Di contro, ovviamente, sono gli ospiti a recitare il ruolo dei leoni. In uno stadio dove anche un sussurrio genera rumore amplificato è facilmente immaginabile come canti, manate e cori a rispondere possano rimbombare veementi. Volendo dare un giudizio più “tecnico” c’è da dire che il settore ospiti parte un pochino a rilento, impiegando un po’ di tempo per sistemarsi e prendere le misure del proprio spazio. Forse, mi permetto di dire, il posizionamento dei gruppi nell’anello superiore avrebbe giovato di più alla coordinazione del tifo (se non altro perché il secondo anello era occupato da più persone). Di certo l’avvio catastrofico della Roma non aiuta molto. I giallorossi dopo 37 minuti sono già sotto per 2-0 grazie alle reti di Hazard e David Luiz. Ci pensa un gran gol di Kolarov prima dell’intervallo a riaccendere le speranze e far mettere definitivamente in moto il settore ospiti.

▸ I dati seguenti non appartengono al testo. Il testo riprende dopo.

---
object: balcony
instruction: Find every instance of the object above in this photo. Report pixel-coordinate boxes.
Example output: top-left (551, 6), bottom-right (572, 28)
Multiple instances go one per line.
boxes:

Nella ripresa è infatti un monologo romanista. In campo e sugli spalti. Una Roma autoritaria riesce addirittura a ribaltare il risultato con una doppietta di Dzeko, provocando due tra le più belle esultanze viste negli ultimi anni. Hazard pareggia nel finale, stabilendo il risultato sul 3-3. Ma ormai il sostegno vocale dei supporter capitolini è lanciatissimo e non ne risente. Si vede che la conformazione dello stadio fomenta e inietta nelle vene la voglia di cantare e urlare. Si percepisce che lo stare attaccati al terreno di gioco può influire ancor più sull’andamento della partita. E non ci si fa sfuggire l’occasione.
A fine gara gli applausi sono tutti per la squadra allenata da Eusebio Di Francesco, che va a raccogliere i complimenti dai propri tifosi ancora impegnati nell’esecuzione di “Don’t take me home”, hit del momento per la Curva Sud.
Tempo di respirare le ultime sensazioni, mentre lo stadio si è completamente svuotato e i giardinieri sistemano meticolosamente le zolle, e anche per me è tempo di lasciare Stamford Bridge. 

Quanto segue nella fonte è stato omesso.